Van Brocklin, 60, first underwent an MRI that located the part of his brain that regulates executive functions such as problem-solving and inhibits unwanted responses.
Then for five days, for 10-minute sessions 10 times each day, doctors used repeated pulses to stimulate the part of his brain that could impact his depression.
“I was kind of at the end of my rope, very frustrated with it all,” Van Brocklin said about how he felt before trying the treatment. “I never knew when it was going to be a good day and when it was going to be a bad day. Just could never get on top of it, you know? Well, maybe I would for a while and then it would go right back into it.”
While at first Van Brocklin noticed no change, by day two he felt emotional and by day three he could tell it was working in a way that medications and talk therapy no longer did for him.
“The third day, I guess it kicked into gear, and I started to get better and better and better,” Van Brocklin said. “The treatment seems to show me that there is enjoyment in everyday things, the small things, like walking my dog just for the enjoyment of it, or playing my guitar for the fun of it.”
The treatment, called SAINT, is an intensive, individualized form of transcranial magnetic stimulation (TMS). In the new trial, researchers worked with 29 individuals who had severe depression that was resistant to other treatments. About half of the participants received SAINT. The other half had a placebo that was meant to mimic the real treatment with a magnetic coil that felt like a magnetic pulse
The relief came quickly, within days, and was successful for 78.6% of the treatment group. They were found to be no longer depressed in standard evaluations. Side effects were temporary fatigue and headaches.
Study author Dr. Nolan Williams, an assistant professor in the Department of Psychiatry at Stanford University, was motivated to provide a quicker solution for people who had psychiatric emergencies. The solution would also be an alternative to electroconvulsive therapy, which is used by only about 1.5% of people to treat a suicidal depressive episode for a variety of reasons, he said.

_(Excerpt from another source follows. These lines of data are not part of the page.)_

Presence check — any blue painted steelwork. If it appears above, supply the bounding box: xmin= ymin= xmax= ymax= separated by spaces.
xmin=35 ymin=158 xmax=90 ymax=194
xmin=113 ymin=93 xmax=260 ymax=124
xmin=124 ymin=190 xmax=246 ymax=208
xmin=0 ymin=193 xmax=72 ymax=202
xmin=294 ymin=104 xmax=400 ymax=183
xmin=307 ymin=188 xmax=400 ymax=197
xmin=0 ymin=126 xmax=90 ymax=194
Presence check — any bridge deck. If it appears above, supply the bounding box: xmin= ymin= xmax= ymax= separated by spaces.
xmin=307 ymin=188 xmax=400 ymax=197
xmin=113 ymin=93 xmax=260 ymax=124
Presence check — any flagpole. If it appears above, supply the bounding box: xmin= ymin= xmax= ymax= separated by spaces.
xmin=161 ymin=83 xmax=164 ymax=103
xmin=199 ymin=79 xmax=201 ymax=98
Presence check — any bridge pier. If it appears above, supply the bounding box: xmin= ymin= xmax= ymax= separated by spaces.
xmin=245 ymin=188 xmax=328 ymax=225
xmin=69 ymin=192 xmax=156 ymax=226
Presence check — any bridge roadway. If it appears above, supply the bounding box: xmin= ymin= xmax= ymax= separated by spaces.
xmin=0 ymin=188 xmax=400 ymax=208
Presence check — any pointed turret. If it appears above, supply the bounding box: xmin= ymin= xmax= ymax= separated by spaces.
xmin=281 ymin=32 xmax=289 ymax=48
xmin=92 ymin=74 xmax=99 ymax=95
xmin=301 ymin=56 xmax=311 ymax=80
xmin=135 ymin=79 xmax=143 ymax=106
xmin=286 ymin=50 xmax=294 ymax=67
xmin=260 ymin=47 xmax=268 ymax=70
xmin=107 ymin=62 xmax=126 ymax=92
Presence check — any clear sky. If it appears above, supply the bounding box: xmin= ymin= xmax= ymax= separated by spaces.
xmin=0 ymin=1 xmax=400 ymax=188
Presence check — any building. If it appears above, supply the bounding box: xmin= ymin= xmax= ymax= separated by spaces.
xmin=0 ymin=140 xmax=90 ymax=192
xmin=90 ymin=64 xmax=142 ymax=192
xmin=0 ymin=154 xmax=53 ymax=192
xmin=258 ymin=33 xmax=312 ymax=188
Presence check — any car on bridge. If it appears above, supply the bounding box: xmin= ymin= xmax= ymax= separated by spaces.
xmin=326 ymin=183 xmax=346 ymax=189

New treatment could work faster in emergencies
“The vast majority of people who come in with suicidal depression in the United States, into U.S. psychiatric hospitals, don’t have access to any sort of emergency intervention. That’s coupled with the other data that suggests or demonstrates that people who are in these sort of suicidal depressive episodes have the highest lifetime risk of completing a suicide attempt after they get discharged from their first inpatient hospital stay for a mood disorder,” Williams said. “The No. 1 risk for suicide is previous suicide attempt. The No. 2 risk for suicide is hospitalization prior to that attempt.”
Williams said he became convinced that something like this was needed. TMS in its current, U.S. Food and Drug Administration-approved form works over a longer period of time, about six weeks, so it is not as useful to someone who will only be an inpatient on a suicide hold for about 10 days. SAINT works more quickly. About half the patients who have standard TMS improve, and one-third experience remission from depression.
“We figured out a way to compress an entire six-week course of TMS into a single day. And so then we’re able to give five times as much stimulation, and there’s a bunch of new neuroscience, basically, in how to rearrange those pulses in time and in space,” Williams explained.